The deal with Hartz’s special purpose acquisition company (SPAC), which is called ‘one’, is expected to provide the merged entity with around $425 million in gross proceeds. Hart is the founder of ticketing site Eventbrite Inc.
Shares of the one SPAC, which raised $200 million in an initial public offering last year, jumped by 20.9% on Wednesday following the deal announcement.
Markforged said it booked $70 million in revenue from over 10,000 customers in 2020, counting RPG Industries and Caldwell Manufacturing among its clients. It projected a tenfold growth to reach $706 million in annual revenue by 2025.
“Going public through the one SPAC helps us find the right partner and provide capital for our future growth as we expand into more industries and regions,” said Markforged chief executive Shai Terem.
The proceeds from the transaction include a $210 million private investment anchored by Baron Capital Group, Porsche Automobil Holding SE, Microsoft Corp’s venture fund M12 and funds and accounts managed by BlackRock Inc.
Watertown, Massachusetts-based Markforged was founded in 2013 and manufactures The Digital Forge, an artificial intelligence-powered 3D printer that integrates metal and carbon fiber to make products.

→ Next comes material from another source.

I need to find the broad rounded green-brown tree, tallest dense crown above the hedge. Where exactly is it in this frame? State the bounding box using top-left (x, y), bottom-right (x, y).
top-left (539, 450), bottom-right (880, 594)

Last year, Desktop Metal, another 3D printing technology provider, also chose to merge with a SPAC to go public. It was valued at $2.5 billion in the deal.

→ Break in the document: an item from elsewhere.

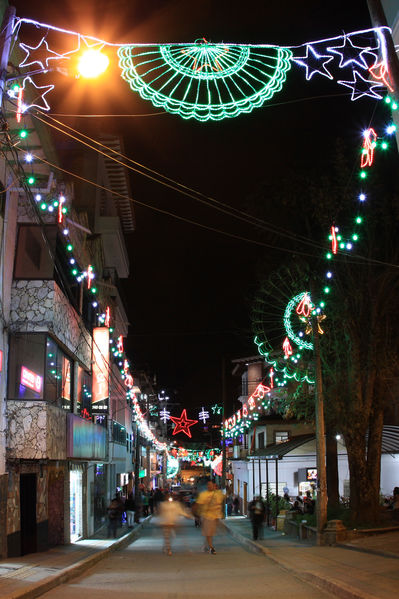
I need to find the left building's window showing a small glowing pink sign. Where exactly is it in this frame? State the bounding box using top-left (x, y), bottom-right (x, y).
top-left (8, 333), bottom-right (46, 400)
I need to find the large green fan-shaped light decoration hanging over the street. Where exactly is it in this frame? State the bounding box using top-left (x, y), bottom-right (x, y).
top-left (118, 40), bottom-right (292, 121)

SPACs are shell companies that raise money in an IPO to pursue an acquisition at a later date. They serve as an alternative to a traditional IPO for companies looking to enter public markets.
Markforged will be listed on the New York Stock Exchange after the merger and will trade under the new ticker symbol ‘MKFG.’
Citigroup Global Markets Inc and Goldman Sachs & Co LLC are acting as financial advisors to Markforged and one, respectively.